The dragon made a show of sniffing the air in front of him and said, “Necromancy.”
“Yes,” Marek replied.
“What do you want with it?”
Marek looked up at the wyrm and smiled. Behind him, ringing the flat-topped hill upon which his keep was being built, was the sprawling camp of his army of black firedrakes.
“They’re almost ready, aren’t they?” Marek said, ham-handedly changing the subject.
The dragon snorted, releasing a puff of gray-black mist that made Marek’s eyes itch even from a distance.

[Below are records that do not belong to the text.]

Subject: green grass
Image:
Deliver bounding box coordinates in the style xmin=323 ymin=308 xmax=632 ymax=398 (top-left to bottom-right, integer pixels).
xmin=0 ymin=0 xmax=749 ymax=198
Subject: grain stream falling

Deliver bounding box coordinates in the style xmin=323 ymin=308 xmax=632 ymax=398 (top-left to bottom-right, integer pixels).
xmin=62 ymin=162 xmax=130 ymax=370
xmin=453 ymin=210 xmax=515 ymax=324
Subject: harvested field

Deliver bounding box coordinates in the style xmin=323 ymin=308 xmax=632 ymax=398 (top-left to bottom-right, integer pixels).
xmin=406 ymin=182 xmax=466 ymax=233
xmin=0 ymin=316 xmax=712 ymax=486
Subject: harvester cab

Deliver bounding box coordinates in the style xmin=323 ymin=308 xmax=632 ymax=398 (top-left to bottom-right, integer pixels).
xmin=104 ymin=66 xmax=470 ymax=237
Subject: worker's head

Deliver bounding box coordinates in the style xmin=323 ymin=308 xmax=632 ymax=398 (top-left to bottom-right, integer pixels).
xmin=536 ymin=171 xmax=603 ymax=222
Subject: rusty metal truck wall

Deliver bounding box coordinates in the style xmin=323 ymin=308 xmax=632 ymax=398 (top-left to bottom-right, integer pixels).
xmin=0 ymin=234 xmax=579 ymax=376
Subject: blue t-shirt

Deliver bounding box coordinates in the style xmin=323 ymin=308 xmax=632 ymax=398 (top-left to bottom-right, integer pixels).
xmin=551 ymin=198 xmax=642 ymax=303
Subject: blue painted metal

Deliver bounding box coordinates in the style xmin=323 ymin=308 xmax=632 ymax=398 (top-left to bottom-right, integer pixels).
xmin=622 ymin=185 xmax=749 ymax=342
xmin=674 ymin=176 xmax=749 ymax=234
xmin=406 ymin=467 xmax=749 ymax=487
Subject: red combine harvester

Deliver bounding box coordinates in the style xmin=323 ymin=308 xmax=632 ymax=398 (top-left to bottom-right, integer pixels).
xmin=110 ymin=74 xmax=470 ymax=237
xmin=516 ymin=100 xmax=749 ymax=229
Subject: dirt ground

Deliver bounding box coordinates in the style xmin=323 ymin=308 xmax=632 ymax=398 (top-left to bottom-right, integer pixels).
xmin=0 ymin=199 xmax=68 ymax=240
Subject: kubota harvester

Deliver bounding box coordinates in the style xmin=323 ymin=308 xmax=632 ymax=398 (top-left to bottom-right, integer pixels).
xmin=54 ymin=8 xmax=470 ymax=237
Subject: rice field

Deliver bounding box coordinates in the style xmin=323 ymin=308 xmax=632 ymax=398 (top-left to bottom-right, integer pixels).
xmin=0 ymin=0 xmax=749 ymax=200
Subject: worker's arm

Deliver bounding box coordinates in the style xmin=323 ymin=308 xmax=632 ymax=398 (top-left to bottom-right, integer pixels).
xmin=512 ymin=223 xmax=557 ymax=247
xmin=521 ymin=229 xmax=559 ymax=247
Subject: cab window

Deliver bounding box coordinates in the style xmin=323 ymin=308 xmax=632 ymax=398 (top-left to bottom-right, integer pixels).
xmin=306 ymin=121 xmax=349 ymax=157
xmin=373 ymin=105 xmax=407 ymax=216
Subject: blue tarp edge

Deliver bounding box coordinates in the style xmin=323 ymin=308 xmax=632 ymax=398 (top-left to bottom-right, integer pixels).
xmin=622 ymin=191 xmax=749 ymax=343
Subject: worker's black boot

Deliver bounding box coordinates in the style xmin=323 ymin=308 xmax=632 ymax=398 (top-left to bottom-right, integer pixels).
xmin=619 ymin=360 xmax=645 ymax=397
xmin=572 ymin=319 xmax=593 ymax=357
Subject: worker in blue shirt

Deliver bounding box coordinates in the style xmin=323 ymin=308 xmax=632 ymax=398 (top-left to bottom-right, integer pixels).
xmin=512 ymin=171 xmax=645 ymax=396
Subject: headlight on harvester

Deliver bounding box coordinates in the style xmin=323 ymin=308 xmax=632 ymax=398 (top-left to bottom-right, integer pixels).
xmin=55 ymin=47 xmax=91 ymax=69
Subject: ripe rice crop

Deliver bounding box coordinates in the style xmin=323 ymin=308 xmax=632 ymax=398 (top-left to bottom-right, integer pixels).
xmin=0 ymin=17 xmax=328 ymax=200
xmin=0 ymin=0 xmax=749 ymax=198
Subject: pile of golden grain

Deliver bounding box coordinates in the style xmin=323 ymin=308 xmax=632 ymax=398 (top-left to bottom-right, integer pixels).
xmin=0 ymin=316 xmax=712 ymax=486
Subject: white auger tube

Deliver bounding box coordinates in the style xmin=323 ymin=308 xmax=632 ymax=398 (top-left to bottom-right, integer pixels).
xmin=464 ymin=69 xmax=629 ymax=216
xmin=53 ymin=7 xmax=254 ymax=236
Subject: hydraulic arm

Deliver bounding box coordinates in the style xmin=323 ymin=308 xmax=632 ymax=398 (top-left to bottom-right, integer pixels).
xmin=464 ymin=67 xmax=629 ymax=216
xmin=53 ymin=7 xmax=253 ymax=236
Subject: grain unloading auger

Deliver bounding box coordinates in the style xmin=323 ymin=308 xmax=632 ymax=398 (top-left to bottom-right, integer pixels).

“Sorry,” the dragon said when Marek blinked and rubbed his eyes.
“Part of the joys of your friendship,” the Red Wizard quipped. “But be that as it may”-he pulled the wavy-bladed sword from its scabbard-“how could I not want a weapon such as this?”
“But you?” asked the dragon. “A wizard?”
“Phyrea thinks that anyone who is killed by this blade is reanimated in some state of undeath,” Marek said.
“Is she right?”
Marek shrugged and replied, “Care to try? Haven’t you always secretly wished to be a dracolich?”